Im Roman „Die Chance“ erweist sich Stewart O'Nan erneut als feiner und unaufdringlicher Erzähler von Schicksalen der US-Mittelschicht. Diesmal muss sich ein Paar mit den Folgen der Rezession von 2008 herumschlagen.

Wie macht er das bloß? Jedes Jahr, oder zumindest jedes zweite, ein neues Buch auf den Markt zu bringen. Ein Roman nach dem nächsten, ab und zu ein Erzählungsband. Und jedes Mal bleibt ihm seine Leserschaft dicht auf den Fersen. Die Kritiker applaudieren, die Buchhandlungen greifen beherzt zu, die Übersetzer in aller Welt sitzen rasch nach Erscheinen der amerikanischen Ausgabe an der Arbeit. Man könnte beinahe meinen, Literatur wäre seriell produzierbar, und mit ihr auch der sichere Erfolg.

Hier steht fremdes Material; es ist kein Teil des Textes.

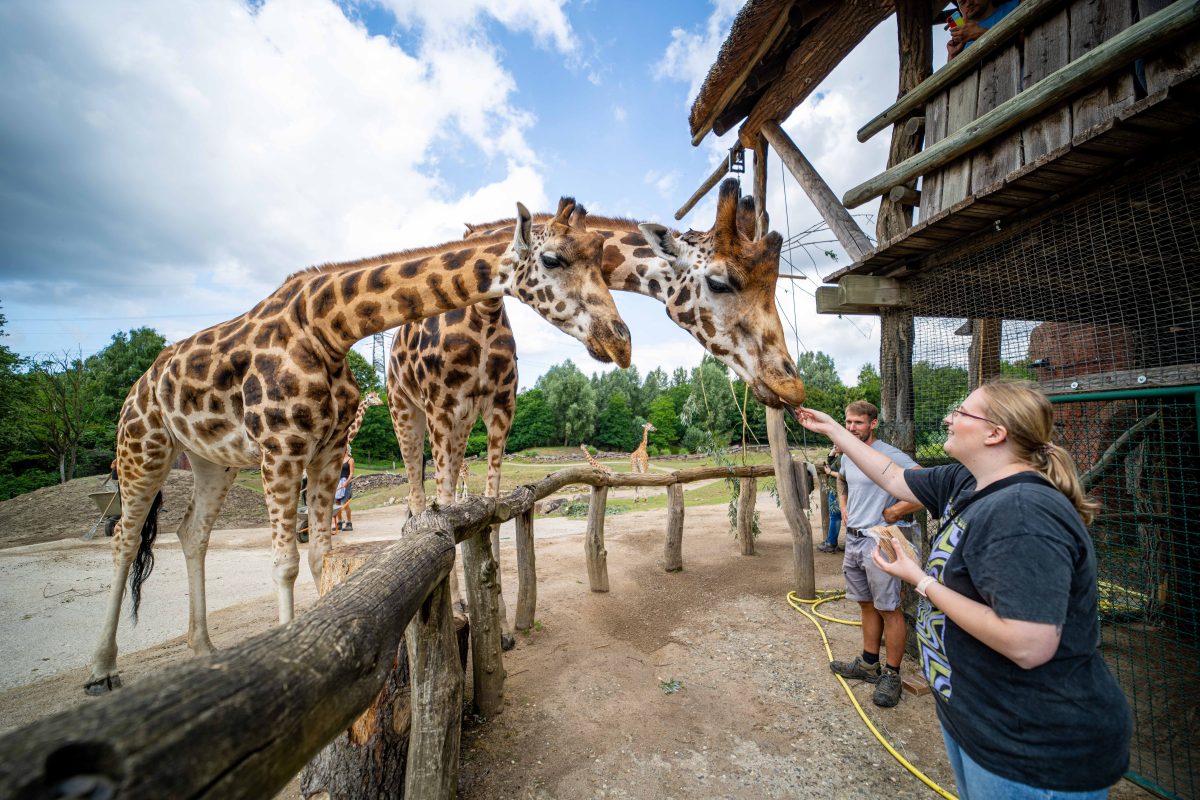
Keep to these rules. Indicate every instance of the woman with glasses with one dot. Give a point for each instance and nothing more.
(1008, 625)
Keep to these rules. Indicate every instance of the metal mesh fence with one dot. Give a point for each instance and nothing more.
(1098, 302)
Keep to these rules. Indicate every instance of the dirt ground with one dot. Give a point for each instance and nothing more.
(588, 709)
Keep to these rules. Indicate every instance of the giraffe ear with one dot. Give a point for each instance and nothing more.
(664, 242)
(522, 233)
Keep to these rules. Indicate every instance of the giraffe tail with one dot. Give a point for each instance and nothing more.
(143, 563)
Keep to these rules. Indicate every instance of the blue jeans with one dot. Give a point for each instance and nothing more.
(977, 783)
(834, 519)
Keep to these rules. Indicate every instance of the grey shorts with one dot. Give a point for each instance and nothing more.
(864, 581)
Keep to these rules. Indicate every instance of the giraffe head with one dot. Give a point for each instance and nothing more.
(726, 298)
(558, 275)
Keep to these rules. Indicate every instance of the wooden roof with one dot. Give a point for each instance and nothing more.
(777, 53)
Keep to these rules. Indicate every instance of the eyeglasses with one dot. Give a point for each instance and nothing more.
(959, 411)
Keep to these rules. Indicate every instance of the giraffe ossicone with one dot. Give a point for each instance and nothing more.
(270, 389)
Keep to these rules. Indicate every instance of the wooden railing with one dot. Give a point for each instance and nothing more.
(243, 722)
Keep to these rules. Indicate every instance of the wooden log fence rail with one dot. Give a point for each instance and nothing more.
(244, 721)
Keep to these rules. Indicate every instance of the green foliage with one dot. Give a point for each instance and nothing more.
(571, 400)
(376, 439)
(665, 420)
(533, 422)
(364, 373)
(615, 428)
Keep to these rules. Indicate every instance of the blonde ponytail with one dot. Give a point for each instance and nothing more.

Stewart O'Nan jedenfalls scheint zu wissen, wie das funktioniert, ohne dass man ihm so leicht auf die Schliche kommen kann. Sein jüngster Roman, „Die Chance“, läuft dahin wie auf Schienen, ohne auf bewährte Vorlagen zu setzen, sich zu wiederholen und damit ein Schnittmuster offenzulegen. Wieder einmal schreibt der 1961 in Pittsburgh, Pennsylvania, geborene O'Nan an seinem Porträt der nordamerikanischen Mittelklasse weiter.

Mittlerweile kennen wir ja schon die Jugendlichen und ihre selbstzerstörerischen Abenteuer auf dem Weg zum Erwachsenwerden, wir haben fassungslose Eltern beobachtet und renitente Großmütter, die gegen eine Gesellschaft, in der nur kalte Effizienz zählt, aufbegehren. O'Nan hat diese ganz alltäglich anmutenden Themen zu packenden, politisch subtilen Romanen gebündelt: Es sind Zeitreisen in die USA des ausgehenden 20. und beginnenden 21.Jahrhunderts.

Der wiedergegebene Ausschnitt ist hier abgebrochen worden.